Hocam internette okudum bir cihaz varmış, dört dakikada ağız kokumuzun sebebini biliyormuş, sizde o cihazdan var mı? Bu soruyu sık soruyorlar tek -tek açıklama yapmaktansa topluca tüm kamuoyuna bir açıklama yapayım dedim.

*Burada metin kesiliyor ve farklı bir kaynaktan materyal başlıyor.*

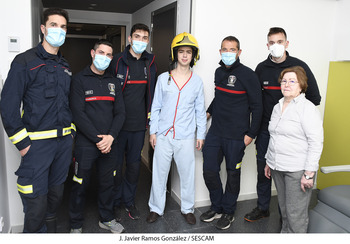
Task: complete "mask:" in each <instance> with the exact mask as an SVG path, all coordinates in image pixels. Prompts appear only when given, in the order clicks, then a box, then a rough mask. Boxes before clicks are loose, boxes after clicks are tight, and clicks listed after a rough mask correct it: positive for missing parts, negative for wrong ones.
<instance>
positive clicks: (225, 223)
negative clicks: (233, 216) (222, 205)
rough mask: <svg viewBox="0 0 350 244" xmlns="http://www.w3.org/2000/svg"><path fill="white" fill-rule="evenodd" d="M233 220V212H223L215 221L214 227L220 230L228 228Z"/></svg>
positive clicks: (222, 229) (230, 225)
mask: <svg viewBox="0 0 350 244" xmlns="http://www.w3.org/2000/svg"><path fill="white" fill-rule="evenodd" d="M234 220H235V218H234V217H233V214H223V215H222V216H221V218H220V219H219V221H218V222H217V223H216V228H218V229H220V230H226V229H228V228H230V226H231V223H232V222H233V221H234Z"/></svg>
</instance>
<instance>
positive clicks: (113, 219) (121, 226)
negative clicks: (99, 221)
mask: <svg viewBox="0 0 350 244" xmlns="http://www.w3.org/2000/svg"><path fill="white" fill-rule="evenodd" d="M98 225H99V226H100V227H101V228H102V229H106V230H110V231H111V232H113V233H119V234H120V233H122V232H123V231H124V227H123V226H122V225H121V224H120V223H118V222H117V221H116V220H115V219H113V220H111V221H109V222H101V221H100V222H98Z"/></svg>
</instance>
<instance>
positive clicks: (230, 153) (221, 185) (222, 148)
mask: <svg viewBox="0 0 350 244" xmlns="http://www.w3.org/2000/svg"><path fill="white" fill-rule="evenodd" d="M244 150H245V144H244V141H243V140H232V139H227V138H222V137H218V136H215V135H213V134H212V133H211V132H210V131H209V132H208V134H207V136H206V139H205V144H204V148H203V158H204V164H203V176H204V181H205V184H206V186H207V188H208V190H209V195H210V200H211V210H213V211H215V212H217V213H226V214H234V212H235V210H236V205H237V198H238V195H239V191H240V180H241V164H242V158H243V156H244ZM223 157H225V161H226V171H227V182H226V187H225V192H223V188H222V183H221V179H220V174H219V173H220V166H221V163H222V160H223Z"/></svg>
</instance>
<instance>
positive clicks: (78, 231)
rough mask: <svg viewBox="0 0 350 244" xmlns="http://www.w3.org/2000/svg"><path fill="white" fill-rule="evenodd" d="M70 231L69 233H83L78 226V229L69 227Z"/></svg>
mask: <svg viewBox="0 0 350 244" xmlns="http://www.w3.org/2000/svg"><path fill="white" fill-rule="evenodd" d="M70 233H71V234H82V233H83V229H82V228H79V229H70Z"/></svg>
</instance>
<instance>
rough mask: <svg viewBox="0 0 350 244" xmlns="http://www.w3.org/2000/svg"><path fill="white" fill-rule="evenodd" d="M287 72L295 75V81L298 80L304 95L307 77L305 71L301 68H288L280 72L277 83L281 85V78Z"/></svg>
mask: <svg viewBox="0 0 350 244" xmlns="http://www.w3.org/2000/svg"><path fill="white" fill-rule="evenodd" d="M289 72H293V73H295V74H296V75H297V79H298V83H299V86H300V89H301V92H302V93H305V92H306V89H307V75H306V72H305V70H304V69H303V67H301V66H293V67H289V68H286V69H284V70H282V72H281V74H280V77H279V78H278V82H279V83H281V80H282V79H283V76H284V75H285V74H286V73H289Z"/></svg>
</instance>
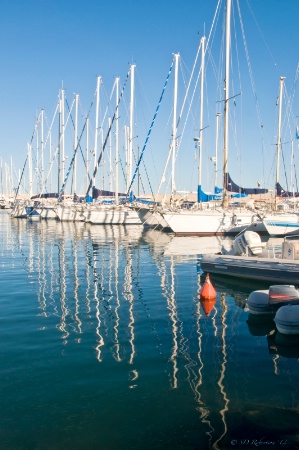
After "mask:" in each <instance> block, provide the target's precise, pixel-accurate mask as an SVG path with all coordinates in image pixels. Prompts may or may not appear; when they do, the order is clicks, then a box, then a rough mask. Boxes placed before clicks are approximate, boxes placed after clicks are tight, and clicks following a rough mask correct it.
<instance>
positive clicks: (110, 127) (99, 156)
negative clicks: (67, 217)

Gaz ölçmek amacı ile kullanılan zayıf ve yetersiz bir cihaz var. Oral (Smart) Chroma ismi ile satılıyor. 3-4 dakika içinde 3 tane kükürtlü gazı ölçebilen zavallı bir makinedir. Neden zavallı ve gereksiz dediğimi aşağıdaki videoda izleyeceksiniz, ayrıca açıklamayacağım:
Ağız kokusunu oluşturan 3400 den fazla gaz bulunur. 3 tek gazı ölçünce ağız kokusu teşhisi konulmuş olmaz. Ölçmek başka şeydir, teşhis koymak ve sebebini bulmak başka şeydir. Ağız kokusu hastasının anamnezini almak yaklaşık 50-60 dakika sürer, manevralı ve statik gazların ölçümü yaklaşık 45 dakika veya 1 saat sürer. Üstüne eklediğim zaman bir hastanın ağız kokusunun sebebini bulmak saatler sürüyor. Sabah başlanır, öğlene ancak biter. Bazen öğlene kadar olan süre bile bana yetmiyor öğlen saatlerini geçerken muayene bitiyor. Tanı ancak konulabilir, kokunun kaynağı ancak belli oluyor
Bir cihaz 4 dakikada ölçüm yaptı diye 4 dakikada teşhis konulmaz. Bazı örnekler vermek istiyorum. Bir insanın tansiyonunu ölçnek 30 saniye sürer. Tansiyon hastalığının sebebini bulmak günler-haftalar sürer, sayısız test yapmak gerekir. Böbrek atardamarından, kalp volümüne veya tiroid hormonlarına varıncaya kadar çeşitli muayeneler sonunda tansiyon hastalığının sebebi anlaşılır. Tansiyon ölçme cihazı 30 saniyede tansiyon ölçüyor diye tansiyonun sebebini 30 saniyede bulmuş olmuyoruz. Bilmem bu açıklama net oldu mu?